Mata-Mata
Mata-Mata
Diary yang terakhir berisi akhir masa SMA Bunda. Tak ada tanda-tanda pertemuan Bunda dengan Ayah di halaman pertama aku membaca. Bahkan nama Agnia yang mungkin adalah Ibu Astro pun tak ada. Aku baru menemukan curahan hati Bunda saat menerima surat dari Ayah di halaman ke sembilan belas, yang membuktikan dugaanku bahwa surat yang kutemukan beberapa hari lalu memang seharusnya ada di diary ini.
Aku membaca betapa Bunda sangat bahagia saat mendapatkan kabar dari Ayah. Bunda menyebutkan tentang Agnia, tapi aku masih belum yakin apakah benar itu adalah Ibu Astro. Agnia menjadi perpanjangan tangan Ayah dan Bunda sejak saat itu. Memang hanya sebatas menyampaikan surat selama satu atau dua bulan sekali, tapi sepertinya Agnia benar-benar aman sebagai perpanjangan tangan.
Tiba-tiba aku berpikir, kenapa selama ini aku tak pernah mengetahui banyak tentang Bundaku? Sejauh yang bisa aku ingat, Bunda selalu sibuk membantu proses belajarku dan adik-adikku. Aku bahkan tak tahu di mana Bunda berkuliah. Perasaan ini membuatku merasa buruk dengan diriku sendiri.

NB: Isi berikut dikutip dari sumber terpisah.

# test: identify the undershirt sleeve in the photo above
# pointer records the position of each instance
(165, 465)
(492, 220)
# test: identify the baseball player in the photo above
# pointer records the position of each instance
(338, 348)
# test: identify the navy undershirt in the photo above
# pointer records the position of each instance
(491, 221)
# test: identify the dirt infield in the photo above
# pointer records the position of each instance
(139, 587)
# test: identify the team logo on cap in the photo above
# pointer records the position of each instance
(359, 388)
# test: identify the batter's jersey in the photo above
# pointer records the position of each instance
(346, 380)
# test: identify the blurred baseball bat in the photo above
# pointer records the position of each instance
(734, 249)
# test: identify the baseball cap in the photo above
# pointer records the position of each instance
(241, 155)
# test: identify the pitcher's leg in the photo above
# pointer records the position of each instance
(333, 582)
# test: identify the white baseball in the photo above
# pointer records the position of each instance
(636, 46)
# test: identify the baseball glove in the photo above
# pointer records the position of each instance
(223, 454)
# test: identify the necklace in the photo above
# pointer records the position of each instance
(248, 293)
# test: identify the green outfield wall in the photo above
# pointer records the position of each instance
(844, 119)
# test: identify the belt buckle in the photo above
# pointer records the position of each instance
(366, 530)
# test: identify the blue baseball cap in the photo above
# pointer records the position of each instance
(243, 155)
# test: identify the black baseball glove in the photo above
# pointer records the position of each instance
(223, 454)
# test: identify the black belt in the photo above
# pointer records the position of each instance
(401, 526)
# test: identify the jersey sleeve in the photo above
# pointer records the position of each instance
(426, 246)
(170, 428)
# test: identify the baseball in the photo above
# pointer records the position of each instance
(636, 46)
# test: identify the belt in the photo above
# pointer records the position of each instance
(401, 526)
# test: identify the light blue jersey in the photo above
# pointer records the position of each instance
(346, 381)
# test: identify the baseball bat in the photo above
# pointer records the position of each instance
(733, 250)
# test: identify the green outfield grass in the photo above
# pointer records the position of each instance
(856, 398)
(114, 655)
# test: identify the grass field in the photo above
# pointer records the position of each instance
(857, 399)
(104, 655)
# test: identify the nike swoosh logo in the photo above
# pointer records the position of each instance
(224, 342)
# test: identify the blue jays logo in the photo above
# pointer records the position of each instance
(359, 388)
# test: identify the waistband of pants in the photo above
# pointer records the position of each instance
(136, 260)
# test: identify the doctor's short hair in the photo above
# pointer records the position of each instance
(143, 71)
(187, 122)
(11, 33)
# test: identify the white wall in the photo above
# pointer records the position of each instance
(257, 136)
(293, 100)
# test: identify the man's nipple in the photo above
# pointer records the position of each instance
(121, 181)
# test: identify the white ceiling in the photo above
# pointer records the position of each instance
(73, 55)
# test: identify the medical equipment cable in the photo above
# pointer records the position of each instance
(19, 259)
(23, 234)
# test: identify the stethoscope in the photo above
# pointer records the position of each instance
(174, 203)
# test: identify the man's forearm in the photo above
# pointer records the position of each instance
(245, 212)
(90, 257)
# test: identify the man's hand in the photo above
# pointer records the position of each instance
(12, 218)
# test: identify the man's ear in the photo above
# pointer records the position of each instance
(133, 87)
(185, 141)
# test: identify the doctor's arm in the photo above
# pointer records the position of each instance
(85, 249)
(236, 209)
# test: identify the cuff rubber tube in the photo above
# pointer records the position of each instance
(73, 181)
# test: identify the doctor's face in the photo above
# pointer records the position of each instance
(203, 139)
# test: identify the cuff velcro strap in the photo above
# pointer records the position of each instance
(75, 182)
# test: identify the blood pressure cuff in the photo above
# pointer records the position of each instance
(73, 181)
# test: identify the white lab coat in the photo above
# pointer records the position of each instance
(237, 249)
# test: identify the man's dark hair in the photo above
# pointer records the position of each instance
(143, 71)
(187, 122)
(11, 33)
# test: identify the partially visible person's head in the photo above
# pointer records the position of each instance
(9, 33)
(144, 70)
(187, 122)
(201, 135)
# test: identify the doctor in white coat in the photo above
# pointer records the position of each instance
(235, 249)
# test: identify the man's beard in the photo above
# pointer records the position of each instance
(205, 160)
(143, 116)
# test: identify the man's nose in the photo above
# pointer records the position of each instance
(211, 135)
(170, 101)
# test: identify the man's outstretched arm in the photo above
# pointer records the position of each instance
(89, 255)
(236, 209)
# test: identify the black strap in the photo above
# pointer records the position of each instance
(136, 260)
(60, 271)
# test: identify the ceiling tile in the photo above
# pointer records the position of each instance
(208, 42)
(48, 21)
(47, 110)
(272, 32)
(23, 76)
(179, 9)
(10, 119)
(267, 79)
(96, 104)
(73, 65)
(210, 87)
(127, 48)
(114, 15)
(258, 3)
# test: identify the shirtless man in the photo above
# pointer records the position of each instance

Halaman demi halaman kujelajahi. Aku menemukan fakta bahwa Bunda gagal berkuliah di UI. Bunda berkuliah di kampus dan mengambil jurusan yang sama sepertiku. Fakta ini mengejutkanku. Entah bagaimana, seperti ada sesuatu menyengat dadaku. Terasa perih dan membuatku ingin berhenti membaca, tapi aku tahu aku sedang sangat penasaran dan mungkin akan menyesal jika tak melanjutkan pencarian.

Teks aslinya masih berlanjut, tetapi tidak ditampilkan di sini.